571j Data Mining PubChem with Signature: Prediction of Biological Activity for Small Molecules

Donald P. Visco¹, Derick C. Weis¹, and Jean-Loup Faulon². (1) Chemical Engineering, Tennessee Technological University, Department of Chemical Engineering, P.O. Box 5013, Cookeville, TN 38505, (2) Computational Biology Department, Sandia National Laboratories, Albuquerque, NM 87185

High-throughput screening (HTS) is a technique to discover new lead compounds by physically screening a large library against a specified biological target. HTS was primarily available only to the pharmaceutical industry in the past. Because of the Molecular Libraries Initiative, part of the NIH Roadmap for Medical Research, HTS is now accessible to academic researchers where the data collected is deposited in a public database called PubChem. The results from more than 1,000 different HTS experiments are currently readily available in PubChem to download. Cheminformatic tools are crucial to effectively interpret and utilize this vast amount of data.

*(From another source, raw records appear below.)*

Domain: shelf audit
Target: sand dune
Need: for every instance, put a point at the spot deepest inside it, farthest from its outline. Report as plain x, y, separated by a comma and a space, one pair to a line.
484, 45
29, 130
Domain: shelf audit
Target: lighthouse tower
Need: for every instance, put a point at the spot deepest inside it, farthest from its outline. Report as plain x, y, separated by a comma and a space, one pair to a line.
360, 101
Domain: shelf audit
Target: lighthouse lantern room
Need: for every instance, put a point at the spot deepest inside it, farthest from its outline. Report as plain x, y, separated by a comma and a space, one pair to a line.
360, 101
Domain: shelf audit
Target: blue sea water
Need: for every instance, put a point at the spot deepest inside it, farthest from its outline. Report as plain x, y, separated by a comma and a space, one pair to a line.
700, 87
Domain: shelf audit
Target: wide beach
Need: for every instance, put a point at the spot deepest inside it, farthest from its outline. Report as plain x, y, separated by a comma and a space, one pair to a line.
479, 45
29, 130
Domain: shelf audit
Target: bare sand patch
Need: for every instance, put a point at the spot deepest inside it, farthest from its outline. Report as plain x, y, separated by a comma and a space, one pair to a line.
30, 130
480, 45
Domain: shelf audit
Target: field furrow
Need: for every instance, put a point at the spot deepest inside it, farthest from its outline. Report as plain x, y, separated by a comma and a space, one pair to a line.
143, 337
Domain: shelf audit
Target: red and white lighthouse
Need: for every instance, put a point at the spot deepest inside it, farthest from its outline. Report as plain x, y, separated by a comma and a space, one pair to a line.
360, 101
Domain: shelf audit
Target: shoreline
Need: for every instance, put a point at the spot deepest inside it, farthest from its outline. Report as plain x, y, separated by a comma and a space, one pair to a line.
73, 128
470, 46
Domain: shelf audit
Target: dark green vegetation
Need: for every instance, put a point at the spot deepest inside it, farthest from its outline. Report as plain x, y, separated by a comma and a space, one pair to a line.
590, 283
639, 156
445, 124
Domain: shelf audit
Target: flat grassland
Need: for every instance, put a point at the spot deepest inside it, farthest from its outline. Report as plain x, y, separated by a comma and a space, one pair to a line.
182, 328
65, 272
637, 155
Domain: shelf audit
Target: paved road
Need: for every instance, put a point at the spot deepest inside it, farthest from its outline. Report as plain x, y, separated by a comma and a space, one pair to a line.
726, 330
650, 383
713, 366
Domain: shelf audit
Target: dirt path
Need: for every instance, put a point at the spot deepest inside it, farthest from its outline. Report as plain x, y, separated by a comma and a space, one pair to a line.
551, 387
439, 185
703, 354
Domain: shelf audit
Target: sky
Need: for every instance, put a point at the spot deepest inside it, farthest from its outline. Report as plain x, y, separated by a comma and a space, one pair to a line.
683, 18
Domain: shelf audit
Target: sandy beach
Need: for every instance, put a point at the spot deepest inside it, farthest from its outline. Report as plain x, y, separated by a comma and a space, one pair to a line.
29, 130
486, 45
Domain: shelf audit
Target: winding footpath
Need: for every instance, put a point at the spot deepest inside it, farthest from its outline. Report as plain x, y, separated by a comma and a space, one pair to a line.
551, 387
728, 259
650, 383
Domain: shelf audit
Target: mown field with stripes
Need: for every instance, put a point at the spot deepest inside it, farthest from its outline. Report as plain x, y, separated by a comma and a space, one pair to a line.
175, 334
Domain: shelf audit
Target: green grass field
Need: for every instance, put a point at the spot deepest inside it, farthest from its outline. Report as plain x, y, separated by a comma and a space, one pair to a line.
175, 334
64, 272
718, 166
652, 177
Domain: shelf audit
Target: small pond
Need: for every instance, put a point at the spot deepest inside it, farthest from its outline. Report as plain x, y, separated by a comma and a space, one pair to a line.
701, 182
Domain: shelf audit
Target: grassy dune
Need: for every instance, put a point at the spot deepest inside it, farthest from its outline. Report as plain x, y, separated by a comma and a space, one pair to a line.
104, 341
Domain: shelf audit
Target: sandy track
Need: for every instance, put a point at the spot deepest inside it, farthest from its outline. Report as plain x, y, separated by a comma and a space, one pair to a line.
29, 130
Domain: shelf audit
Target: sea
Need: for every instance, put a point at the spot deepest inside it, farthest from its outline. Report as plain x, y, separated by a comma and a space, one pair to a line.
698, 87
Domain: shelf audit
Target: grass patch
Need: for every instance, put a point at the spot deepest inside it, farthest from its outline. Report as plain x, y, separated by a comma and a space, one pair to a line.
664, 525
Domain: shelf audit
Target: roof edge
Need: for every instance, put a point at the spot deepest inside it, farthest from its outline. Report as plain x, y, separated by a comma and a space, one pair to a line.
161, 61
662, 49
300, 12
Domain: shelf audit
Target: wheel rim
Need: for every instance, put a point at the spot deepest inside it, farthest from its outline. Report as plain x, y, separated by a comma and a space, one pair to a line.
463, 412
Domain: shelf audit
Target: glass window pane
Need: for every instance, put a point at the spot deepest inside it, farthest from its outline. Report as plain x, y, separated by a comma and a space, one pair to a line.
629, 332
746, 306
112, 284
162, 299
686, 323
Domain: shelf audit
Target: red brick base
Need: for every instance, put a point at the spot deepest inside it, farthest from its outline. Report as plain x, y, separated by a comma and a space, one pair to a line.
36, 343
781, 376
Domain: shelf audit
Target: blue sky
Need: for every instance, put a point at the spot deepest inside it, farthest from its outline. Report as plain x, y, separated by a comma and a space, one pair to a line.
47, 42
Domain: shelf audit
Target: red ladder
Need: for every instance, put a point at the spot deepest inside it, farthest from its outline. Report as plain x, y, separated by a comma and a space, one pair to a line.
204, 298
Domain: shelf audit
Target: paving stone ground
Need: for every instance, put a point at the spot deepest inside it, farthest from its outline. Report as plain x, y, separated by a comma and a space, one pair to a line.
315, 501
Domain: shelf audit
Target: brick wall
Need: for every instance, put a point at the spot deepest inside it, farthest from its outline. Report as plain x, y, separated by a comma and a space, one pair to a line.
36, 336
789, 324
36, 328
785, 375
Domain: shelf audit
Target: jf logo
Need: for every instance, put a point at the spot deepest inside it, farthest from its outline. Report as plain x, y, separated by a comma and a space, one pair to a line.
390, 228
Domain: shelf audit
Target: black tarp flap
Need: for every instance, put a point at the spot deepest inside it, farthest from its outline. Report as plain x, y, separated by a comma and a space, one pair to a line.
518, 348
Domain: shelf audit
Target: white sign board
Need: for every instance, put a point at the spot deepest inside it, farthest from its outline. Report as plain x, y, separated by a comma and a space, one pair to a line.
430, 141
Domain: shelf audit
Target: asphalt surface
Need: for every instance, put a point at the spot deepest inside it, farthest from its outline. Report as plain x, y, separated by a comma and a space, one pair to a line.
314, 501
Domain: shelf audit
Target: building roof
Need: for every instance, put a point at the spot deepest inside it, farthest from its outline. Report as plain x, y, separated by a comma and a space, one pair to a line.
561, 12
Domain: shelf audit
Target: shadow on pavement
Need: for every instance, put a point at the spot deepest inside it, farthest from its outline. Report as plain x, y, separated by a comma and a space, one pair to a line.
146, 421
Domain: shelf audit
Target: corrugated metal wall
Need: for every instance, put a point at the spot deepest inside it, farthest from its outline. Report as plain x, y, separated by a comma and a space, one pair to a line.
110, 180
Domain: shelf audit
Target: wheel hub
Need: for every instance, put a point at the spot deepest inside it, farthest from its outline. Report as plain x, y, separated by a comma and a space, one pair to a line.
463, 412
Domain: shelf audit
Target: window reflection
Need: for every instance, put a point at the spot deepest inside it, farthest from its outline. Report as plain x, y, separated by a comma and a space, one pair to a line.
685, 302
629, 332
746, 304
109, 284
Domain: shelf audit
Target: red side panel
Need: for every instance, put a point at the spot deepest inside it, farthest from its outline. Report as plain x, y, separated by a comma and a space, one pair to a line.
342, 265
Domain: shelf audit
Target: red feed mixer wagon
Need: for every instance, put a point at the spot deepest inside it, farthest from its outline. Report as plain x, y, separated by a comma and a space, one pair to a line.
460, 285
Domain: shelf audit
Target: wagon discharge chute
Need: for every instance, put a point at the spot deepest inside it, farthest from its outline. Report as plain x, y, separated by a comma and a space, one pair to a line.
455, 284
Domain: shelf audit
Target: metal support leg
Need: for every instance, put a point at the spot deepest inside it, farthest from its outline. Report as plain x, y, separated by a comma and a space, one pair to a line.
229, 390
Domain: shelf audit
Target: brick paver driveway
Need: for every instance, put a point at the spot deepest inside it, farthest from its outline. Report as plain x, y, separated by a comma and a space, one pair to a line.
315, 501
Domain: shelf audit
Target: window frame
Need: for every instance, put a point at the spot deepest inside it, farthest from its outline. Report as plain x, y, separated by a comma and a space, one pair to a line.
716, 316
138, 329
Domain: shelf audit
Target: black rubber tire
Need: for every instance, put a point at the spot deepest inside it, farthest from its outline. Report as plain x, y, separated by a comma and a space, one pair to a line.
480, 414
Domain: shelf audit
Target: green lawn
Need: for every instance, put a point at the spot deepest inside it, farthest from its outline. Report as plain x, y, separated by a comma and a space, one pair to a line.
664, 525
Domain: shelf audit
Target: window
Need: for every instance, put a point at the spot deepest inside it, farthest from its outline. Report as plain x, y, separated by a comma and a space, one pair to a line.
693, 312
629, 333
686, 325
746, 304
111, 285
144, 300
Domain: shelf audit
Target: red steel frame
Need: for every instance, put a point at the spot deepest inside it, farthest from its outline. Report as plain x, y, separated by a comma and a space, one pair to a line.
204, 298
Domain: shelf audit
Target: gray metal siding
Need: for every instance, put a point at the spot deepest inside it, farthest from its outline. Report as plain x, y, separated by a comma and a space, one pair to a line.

In this work, we demonstrate a method to create a model from existing HTS data in PubChem, and predict new compounds likely to be active for additional screening.

PubChem bioassay 846 [1] screened for potential anticoagulant therapeutics by identifying inhibitors of factor XIa, which is involved in the blood coagulation mechanism. A classification model with 89% accuracy was created using a support vector machine (SVM) with the Signature molecular descriptor. Approximately 12 million compounds deposited in PubChem, but not present in the factor XIa assay, were virtually screened by the SVM. Based on metrics associated with SVM magnitudes and molecular descriptor overlap between candidate molecules with those from bioassay 846, we identified 296 compounds (from the 12 million not previously tested) as active. Docking studies using the crystal structure of factor XIa were performed on known actives and on these 296 predicted actives, with the predicted actives all showing binding energies consistent with the known actives.

A new feature of our approach (relative to current methods employed) [2] is the use of a wrapper method (in contrast to a filter method) that allows for recursive cluster inclusion in order to arrive at an improved SVM model. We compare these approaches in this work.

In conclusion, a primary HTS can identify new lead compounds, but generally has a very low success rate. The focused database of 296 predicted actives from this work could significantly add to existing knowledge, and increase the chance of finding active compounds by building on previous research. The data mining technique described here is not unique to factor XIa, and could be applied to any bioassay in the ever expanding PubChem database.

[1] Factor XIa 1536 pubchem.ncbi.nlm.nih.gov/assay/assay.cgi?aid=846

[2] Yousef, M., et. al., "Recursive cluster elimination (RCE) for classification and feature selection from gene expression data", BMC Bioinformatics, 2007, 8, 14.